Aquí algunos apartes del acta firmada esa noche:

—El destino del mundo lo trazamos nosotros; el de las almas, Dios dictará sentencia. Buenas noches. Hoy presidirá el señor Perkins. Para constancia se anuncia la fecha: Julio 4 de 1776, según el vigente calendario Gregoriano.

—El día de hoy nuestras colonias americanas están declarando su independencia del Imperio Británico —anunció míster Gordon, mientras exhalaba una imponente bocanada de humo de tabaco—. Pero eso ya lo sabíamos. Será el coloso de América. No vamos a retirarnos, por supuesto. Mantendremos a algunos de los nuestros luchando e informándonos.

— ¿Sacrificables? ¿Inversión, acaso?

—De todo un poco, señor Green. Orgullo, por ahora. No hay que nadar contra la corriente, hay que vadear el tumultuoso río de los hechos. Ya habíamos decidido dejar que los acontecimientos sucedieran; de hecho, fuimos parte del proceso. Tenemos aliados estratégicos en las fuerzas rebeldes. Hay dos bandos. En ambos operan los nuestros.

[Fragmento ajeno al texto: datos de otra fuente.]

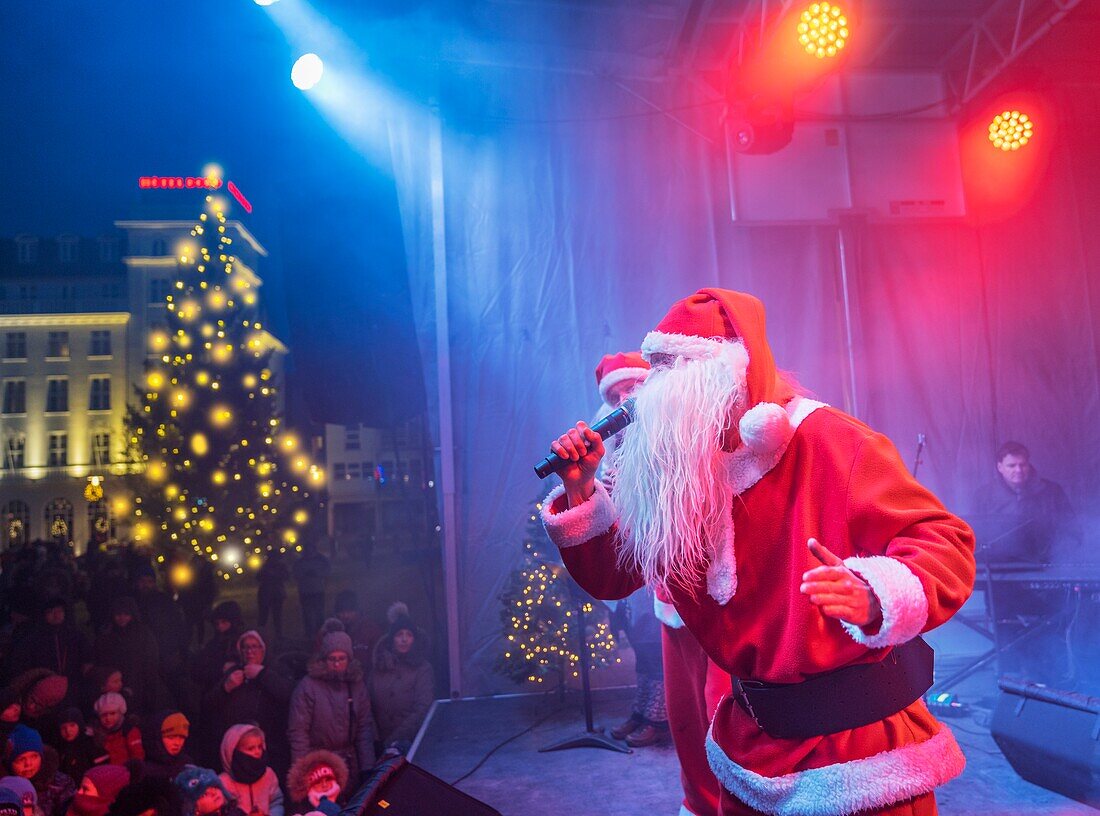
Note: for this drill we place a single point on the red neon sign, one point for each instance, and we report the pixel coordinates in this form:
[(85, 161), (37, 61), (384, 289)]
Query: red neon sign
[(177, 183), (235, 193)]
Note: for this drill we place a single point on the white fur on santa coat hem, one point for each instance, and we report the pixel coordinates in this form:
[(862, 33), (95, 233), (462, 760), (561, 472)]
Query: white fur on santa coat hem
[(667, 614), (845, 787), (901, 595), (688, 345), (576, 525)]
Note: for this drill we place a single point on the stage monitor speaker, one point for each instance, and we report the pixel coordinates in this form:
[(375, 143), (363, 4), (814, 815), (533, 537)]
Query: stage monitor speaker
[(397, 787), (1051, 738)]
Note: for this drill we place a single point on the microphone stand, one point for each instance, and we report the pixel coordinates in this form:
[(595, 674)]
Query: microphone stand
[(591, 737)]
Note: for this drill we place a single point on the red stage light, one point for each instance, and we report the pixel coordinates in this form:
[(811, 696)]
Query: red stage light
[(823, 30), (1011, 130)]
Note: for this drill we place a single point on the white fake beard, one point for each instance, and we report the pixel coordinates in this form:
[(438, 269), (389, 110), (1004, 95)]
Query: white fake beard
[(671, 486)]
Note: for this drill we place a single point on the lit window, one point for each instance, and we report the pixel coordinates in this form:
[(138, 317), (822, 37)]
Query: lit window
[(100, 344), (56, 395), (99, 394), (14, 396), (57, 344), (101, 448), (15, 345)]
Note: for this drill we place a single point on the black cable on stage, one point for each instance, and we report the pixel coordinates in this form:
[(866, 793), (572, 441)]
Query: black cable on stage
[(497, 747)]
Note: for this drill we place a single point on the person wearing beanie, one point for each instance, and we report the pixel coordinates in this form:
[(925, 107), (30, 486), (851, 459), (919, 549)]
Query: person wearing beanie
[(402, 682), (129, 646), (99, 787), (76, 750), (364, 632), (210, 663), (253, 692), (245, 772), (330, 707), (23, 789), (116, 734), (318, 782), (30, 759), (800, 552), (165, 742), (11, 803), (204, 794)]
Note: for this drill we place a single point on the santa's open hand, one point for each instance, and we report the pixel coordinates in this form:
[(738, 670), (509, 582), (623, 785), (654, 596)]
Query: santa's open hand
[(584, 449), (837, 591)]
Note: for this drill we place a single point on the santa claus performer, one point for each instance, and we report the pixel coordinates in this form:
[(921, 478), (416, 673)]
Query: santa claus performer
[(799, 552), (692, 684)]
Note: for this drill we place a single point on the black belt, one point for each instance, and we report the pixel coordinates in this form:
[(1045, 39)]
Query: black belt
[(837, 701)]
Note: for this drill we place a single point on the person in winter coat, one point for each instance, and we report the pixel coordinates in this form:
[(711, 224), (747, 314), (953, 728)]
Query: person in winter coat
[(53, 642), (165, 742), (76, 749), (25, 791), (245, 772), (33, 761), (116, 735), (331, 707), (317, 782), (99, 787), (204, 794), (129, 646), (252, 692), (400, 684)]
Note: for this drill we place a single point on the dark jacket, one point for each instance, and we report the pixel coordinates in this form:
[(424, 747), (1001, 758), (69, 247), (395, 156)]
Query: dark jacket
[(332, 712), (402, 690)]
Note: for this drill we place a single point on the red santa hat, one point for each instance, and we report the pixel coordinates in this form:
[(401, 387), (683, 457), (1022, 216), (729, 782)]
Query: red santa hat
[(700, 327), (615, 368)]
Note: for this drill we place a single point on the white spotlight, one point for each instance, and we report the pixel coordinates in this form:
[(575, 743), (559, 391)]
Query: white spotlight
[(307, 72)]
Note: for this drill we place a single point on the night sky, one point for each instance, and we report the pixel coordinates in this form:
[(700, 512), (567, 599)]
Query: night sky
[(96, 95)]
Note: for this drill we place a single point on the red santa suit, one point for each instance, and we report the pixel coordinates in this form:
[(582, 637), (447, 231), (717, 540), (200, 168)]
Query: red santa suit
[(801, 471)]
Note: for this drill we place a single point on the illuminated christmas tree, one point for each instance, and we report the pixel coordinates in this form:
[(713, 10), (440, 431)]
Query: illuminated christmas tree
[(540, 618), (219, 474)]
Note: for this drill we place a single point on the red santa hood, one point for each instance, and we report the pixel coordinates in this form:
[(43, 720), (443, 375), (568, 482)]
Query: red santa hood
[(699, 327)]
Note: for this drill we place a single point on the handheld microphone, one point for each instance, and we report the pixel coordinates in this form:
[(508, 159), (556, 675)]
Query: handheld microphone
[(606, 427)]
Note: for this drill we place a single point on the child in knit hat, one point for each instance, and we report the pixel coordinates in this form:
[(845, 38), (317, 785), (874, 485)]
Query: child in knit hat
[(76, 749), (99, 789), (25, 791), (116, 734), (30, 759), (204, 794), (245, 772), (166, 745)]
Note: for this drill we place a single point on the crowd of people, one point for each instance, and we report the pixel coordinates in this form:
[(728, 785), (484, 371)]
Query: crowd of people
[(113, 699)]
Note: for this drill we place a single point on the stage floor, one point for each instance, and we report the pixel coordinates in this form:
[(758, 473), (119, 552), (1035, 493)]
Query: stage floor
[(519, 781)]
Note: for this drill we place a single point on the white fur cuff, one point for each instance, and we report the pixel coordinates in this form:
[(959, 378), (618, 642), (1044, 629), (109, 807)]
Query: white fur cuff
[(686, 345), (904, 604), (845, 787), (667, 614), (578, 525)]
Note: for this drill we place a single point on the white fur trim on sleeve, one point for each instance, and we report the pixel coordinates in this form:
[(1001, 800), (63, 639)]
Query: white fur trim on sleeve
[(578, 525), (667, 614), (686, 345), (845, 787), (904, 604)]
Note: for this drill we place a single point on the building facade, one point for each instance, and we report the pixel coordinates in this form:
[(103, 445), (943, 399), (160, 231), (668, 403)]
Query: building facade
[(76, 317), (380, 487)]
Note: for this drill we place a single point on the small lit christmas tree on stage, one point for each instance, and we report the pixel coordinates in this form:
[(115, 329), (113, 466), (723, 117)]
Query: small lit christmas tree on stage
[(220, 474), (540, 617)]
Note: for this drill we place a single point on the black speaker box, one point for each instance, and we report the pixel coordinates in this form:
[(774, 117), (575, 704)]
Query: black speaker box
[(396, 787), (1051, 738)]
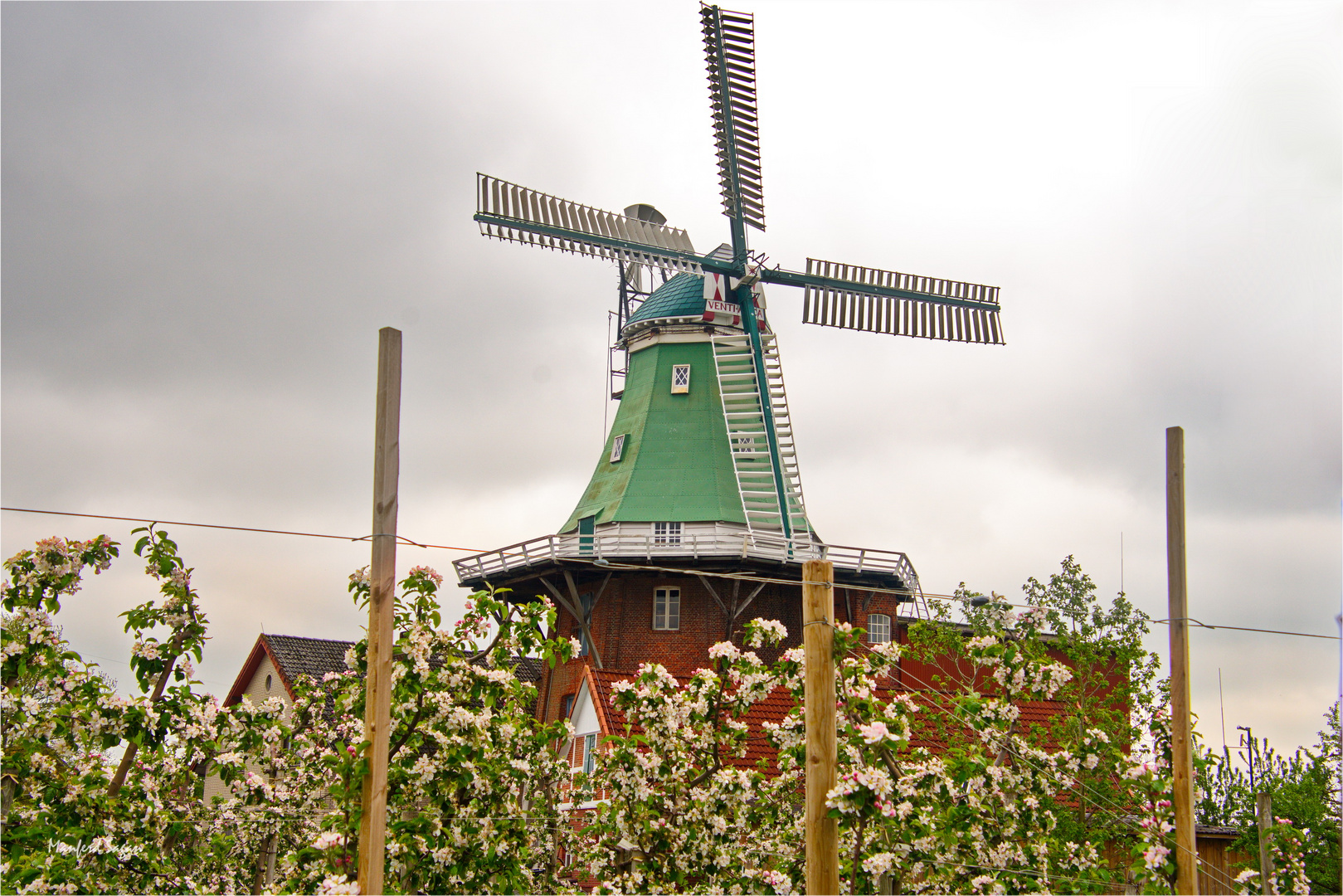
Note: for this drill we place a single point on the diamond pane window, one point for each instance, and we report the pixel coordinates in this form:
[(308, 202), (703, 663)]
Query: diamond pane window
[(666, 609), (666, 533), (680, 379)]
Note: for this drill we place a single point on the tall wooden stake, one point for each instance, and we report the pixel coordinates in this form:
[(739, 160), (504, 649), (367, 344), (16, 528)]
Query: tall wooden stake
[(382, 575), (1182, 752), (1264, 815), (818, 637)]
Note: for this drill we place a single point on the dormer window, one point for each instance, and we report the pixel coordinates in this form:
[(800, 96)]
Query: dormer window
[(666, 533)]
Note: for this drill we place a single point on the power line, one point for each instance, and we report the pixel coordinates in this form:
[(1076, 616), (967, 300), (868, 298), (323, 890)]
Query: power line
[(242, 528), (609, 564), (1204, 625)]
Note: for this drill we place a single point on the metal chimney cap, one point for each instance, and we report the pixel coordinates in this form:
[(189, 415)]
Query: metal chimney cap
[(642, 212)]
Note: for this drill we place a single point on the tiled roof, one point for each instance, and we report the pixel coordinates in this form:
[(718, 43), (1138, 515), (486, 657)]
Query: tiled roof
[(306, 655), (295, 655)]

—Apeguemos al plan. Con el tiempo seremos aliados. Eso es seguro.

—Sí. Continuemos con lo planificado, Cook.

—Qué sigue…

—África, señor Cook.

—Ah, sí.

— ¿Y el rey?

—Qué con él, señor Wilkes.

— ¿Participará?

—Solo en lo necesario. Es lo mejor para el imperio. La realeza es buena para guardar apariencias e hipocresías de sociedad, pero no para mentir en política internacional. Mejor que crea que todo es verdad.

—Muy cierto, Señor Gordon —remarcó Wilkes desde su sillón, mientras paladeaba un trago de whisky.

—Expondré el plan para África —anunció Gordon.

Una hora después de iniciada la sesión, firmaron el acta. El destino de África sería forzado desde aquel momento.